Sin embargo –en un presente perfecto que aún hoy, después de venticinco años, se convierte otra vez en un presente total–, pensé en la mañana del mismo día, en la despedida del padre, en la colina boscosa de la cual toma su nombre el pueblo de Rinkenberg. Aquel hombre entrado en años, flaco y enjuto, mucho más bajo que yo, con las rodillas dobladas, los brazos colgando y los dedos deformados por la artrosis, que en este momento se cerraban en un puño iracundo, estaba en el cruce de caminos y me gritaba: «¡Fracasa, como ha fracasado tu hermano y como fracasan todos los de nuestra familia! ¡Ninguno ha llegado a ser nada, ni tú llegarás nunca a ser nada! ¡Ni siquiera llegarás a ser un buen jugador como he sido yo!». Al decir esto acababa de abrazarme por primera vez en su vida, y yo, por encima de su hombro, miré sus pantalones mojados por el rocío, con la impresión de que abrazándome se había abrazado a sí mismo.
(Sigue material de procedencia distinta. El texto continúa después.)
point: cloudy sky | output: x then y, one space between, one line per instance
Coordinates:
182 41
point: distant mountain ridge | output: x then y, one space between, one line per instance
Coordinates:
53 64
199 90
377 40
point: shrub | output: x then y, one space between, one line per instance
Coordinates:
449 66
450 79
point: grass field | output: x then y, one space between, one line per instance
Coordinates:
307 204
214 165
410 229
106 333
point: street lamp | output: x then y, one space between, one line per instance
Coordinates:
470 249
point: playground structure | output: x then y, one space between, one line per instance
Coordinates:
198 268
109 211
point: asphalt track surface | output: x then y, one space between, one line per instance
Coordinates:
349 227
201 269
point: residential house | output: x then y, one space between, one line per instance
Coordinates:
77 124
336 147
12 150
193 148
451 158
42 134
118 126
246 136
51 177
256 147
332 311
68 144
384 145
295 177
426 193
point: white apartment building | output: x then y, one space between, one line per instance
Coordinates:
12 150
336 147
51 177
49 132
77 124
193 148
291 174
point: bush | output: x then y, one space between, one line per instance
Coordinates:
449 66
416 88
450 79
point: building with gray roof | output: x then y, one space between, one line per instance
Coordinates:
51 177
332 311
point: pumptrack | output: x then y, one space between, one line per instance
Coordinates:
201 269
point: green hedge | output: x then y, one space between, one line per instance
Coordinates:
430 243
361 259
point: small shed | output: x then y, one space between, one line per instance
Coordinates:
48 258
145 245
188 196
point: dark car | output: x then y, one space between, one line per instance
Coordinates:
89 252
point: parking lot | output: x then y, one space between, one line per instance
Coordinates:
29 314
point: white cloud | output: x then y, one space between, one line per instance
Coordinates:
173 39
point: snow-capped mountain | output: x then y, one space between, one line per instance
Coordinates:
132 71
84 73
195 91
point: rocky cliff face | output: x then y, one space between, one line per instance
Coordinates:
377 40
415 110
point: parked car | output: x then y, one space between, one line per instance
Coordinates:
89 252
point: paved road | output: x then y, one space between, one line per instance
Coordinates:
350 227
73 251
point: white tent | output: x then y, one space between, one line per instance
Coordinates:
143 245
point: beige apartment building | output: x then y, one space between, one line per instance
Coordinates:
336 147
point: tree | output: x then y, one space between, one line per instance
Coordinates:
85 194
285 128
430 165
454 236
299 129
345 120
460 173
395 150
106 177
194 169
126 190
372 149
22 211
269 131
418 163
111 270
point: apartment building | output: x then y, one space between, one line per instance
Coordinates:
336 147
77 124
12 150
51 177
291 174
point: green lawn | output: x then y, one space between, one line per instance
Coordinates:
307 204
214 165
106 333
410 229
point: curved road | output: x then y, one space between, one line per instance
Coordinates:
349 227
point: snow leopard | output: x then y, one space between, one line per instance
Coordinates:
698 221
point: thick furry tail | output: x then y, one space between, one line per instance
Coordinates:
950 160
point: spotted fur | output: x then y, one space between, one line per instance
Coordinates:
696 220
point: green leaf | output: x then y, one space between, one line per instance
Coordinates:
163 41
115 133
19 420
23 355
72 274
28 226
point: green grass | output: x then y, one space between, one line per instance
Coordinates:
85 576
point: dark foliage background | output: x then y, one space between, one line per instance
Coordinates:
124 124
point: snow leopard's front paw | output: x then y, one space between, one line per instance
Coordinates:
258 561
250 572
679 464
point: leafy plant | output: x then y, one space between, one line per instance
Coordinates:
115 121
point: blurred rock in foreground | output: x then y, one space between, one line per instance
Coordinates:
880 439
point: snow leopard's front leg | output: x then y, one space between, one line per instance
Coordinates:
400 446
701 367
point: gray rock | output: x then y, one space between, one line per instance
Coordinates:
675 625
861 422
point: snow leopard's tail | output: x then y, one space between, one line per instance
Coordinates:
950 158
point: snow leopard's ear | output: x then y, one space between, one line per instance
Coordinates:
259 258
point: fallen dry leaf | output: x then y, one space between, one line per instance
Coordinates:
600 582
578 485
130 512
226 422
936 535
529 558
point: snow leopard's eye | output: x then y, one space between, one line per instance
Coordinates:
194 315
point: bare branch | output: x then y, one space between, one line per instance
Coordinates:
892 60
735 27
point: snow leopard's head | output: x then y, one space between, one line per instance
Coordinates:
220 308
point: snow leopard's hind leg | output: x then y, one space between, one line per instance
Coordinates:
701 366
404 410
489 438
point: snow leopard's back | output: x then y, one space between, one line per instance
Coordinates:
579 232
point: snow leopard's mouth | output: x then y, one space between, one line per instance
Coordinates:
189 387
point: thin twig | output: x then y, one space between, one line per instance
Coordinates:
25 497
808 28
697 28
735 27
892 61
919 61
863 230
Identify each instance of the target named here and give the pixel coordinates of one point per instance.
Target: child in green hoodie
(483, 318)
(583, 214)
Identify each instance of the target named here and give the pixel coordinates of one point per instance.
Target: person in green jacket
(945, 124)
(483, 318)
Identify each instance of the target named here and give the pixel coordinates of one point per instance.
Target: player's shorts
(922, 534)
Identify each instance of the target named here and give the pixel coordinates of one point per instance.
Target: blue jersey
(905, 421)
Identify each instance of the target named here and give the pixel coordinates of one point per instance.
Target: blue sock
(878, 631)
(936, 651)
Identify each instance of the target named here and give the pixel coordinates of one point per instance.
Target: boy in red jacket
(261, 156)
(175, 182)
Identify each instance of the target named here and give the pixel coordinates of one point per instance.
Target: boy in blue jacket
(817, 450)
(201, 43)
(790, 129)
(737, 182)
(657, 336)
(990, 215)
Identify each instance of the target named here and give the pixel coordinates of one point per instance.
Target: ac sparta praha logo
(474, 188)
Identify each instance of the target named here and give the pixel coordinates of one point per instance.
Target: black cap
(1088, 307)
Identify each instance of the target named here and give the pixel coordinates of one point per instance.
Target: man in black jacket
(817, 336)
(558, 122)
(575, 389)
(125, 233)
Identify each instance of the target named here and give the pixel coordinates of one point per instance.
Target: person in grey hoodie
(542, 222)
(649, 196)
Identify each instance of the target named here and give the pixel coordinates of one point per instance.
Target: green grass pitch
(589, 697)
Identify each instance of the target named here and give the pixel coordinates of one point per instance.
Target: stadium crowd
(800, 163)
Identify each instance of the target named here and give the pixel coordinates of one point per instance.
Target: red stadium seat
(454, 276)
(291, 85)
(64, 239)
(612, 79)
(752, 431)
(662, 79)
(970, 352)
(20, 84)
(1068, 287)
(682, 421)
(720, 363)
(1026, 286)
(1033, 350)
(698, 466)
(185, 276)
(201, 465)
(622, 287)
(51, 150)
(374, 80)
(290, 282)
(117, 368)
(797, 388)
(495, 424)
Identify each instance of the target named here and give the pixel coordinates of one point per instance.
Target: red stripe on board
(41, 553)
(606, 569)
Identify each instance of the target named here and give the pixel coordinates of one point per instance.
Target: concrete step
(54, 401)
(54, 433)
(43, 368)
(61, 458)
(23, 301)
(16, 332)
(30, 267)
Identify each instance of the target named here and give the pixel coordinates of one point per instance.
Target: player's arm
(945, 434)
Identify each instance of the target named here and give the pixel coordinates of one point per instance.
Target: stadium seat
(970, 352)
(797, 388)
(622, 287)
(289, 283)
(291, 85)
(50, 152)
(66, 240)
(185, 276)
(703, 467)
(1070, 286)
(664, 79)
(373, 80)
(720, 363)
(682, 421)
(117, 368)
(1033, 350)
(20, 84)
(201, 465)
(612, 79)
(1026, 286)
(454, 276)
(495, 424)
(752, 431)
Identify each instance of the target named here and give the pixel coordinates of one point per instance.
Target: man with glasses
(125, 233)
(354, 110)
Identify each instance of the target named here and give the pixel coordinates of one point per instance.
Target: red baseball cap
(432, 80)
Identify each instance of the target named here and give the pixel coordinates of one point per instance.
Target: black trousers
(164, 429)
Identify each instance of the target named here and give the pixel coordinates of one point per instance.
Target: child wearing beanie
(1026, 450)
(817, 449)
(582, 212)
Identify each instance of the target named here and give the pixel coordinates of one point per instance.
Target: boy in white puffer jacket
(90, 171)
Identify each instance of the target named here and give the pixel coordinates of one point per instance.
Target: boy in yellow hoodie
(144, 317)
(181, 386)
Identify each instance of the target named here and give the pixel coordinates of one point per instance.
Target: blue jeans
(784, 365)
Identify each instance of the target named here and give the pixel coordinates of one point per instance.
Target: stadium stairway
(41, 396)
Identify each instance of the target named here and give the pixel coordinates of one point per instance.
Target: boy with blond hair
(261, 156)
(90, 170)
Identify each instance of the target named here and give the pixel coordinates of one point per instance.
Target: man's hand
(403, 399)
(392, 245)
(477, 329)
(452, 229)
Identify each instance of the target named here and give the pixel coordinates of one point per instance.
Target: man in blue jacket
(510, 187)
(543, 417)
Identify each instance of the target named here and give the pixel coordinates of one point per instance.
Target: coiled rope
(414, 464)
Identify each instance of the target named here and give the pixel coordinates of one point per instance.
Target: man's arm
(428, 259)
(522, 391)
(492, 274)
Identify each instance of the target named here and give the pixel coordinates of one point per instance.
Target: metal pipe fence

Sin embargo, más tarde, en mi recuerdo me sentí sostenido por el abrazo de mi padre, no sólo aquella tarde, ante la estación de Jesenice, sino también a lo largo de los años, y las palabras con las que me maldijo las oía yo como una bendición. En realidad él tenía la tristeza de la muerte y en mi imaginación lo veía yo esbozando una sonrisa. Que su abrazo me sostenga también a lo largo de este relato.